In working with people who want to host a webinar I have found that the first thing they almost always want to lock in is the date of the webinar.
No. Please no.
The first step in planning a webinar should actually be honing in on the topic, content value proposition, format, speakers, and target audience. Once you have those things nailed then you can start to lock in the date.
Oh of course you’ll want to have a target date in mind, but until you solidify those other factors, don’t lock in on an actual date.
There are of course exceptions. When you have unmovable dates like a product launch, new white paper or study to announce, new regulations go into effect, or the webinar is tied to a holiday like Valentine’s Day. Then by necessity you will have to work backwards from the date determined by an event or specific deadline.
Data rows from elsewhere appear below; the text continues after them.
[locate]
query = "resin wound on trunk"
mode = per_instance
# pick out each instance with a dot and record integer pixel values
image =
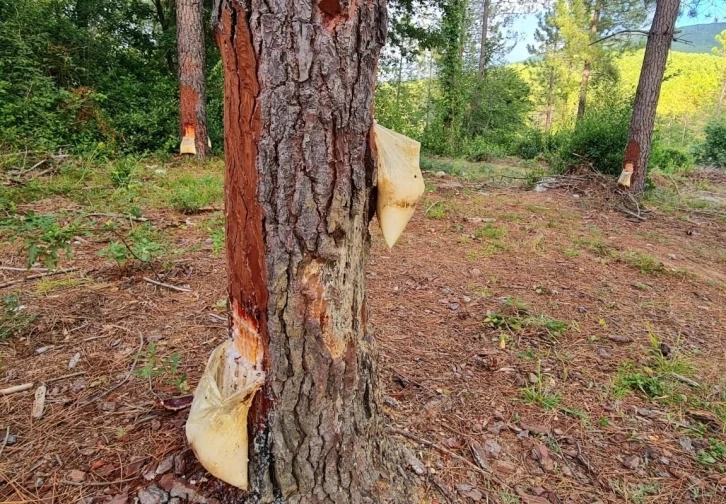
(217, 424)
(187, 146)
Examples of Issues That Often Occur
But in general, here are a few real life examples of issues that happened when you focus too quickly on trying to lock in a date first:
- The focus then becomes getting a registration page up as quickly as possible. So then there is urgency to write a title and description before the speakers have even honed the focus of the content.
- Speakers are immediately identified, but then as the presentation evolves and gets fleshed out you realize a different speaker is actually a better fit.
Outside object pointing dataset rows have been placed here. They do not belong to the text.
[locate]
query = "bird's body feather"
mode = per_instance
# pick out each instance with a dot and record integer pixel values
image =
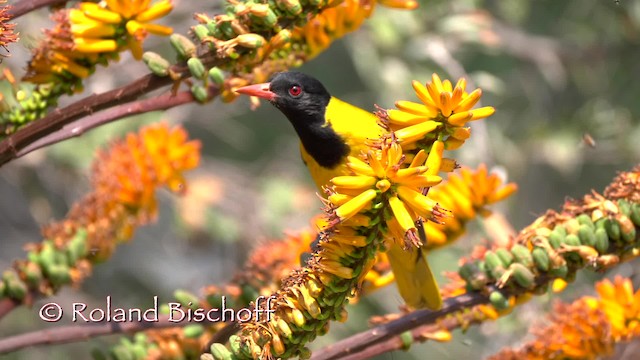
(354, 126)
(330, 130)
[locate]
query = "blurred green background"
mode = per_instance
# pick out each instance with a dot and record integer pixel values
(554, 70)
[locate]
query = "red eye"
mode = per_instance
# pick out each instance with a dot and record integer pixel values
(295, 91)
- As the content and flow gets fleshed out over several calls or email exchanges, presenters realize slide development is going to take longer than originally anticipated.
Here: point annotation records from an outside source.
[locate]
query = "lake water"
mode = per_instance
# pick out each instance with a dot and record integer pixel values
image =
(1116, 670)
Example of What Happened With One Group Focused on the Date
I’m working with an industry group comprised of volunteer contributors and very early on in the planning process it was suggested to do the webinar in late July. The goals of the webinar were still being fleshed out, the content outline was nowhere near finalize and agreed upon, and we had zero speakers locked in. But, “We need to do it in late July.”
Then a few weeks went by and suddenly it was late July and the group finally got around to agreeing on the goals and an outline of the webinar content focus and format (more conversation than slides).
And even then we hadn’t identified the presenters and then it was realized that due to summer vacation schedules and other factors, a target date was set for mid-September, roughly 45 days or six weeks later than original target date.
The point of sharing this story is simply to bring to life how key aspects of your webinar need to be fleshed out in some detail, agreed upon and then speakers finalized before picking the exact date of the webinar. To use an old saying, don’t put the cart before the horse when planning your next webinar.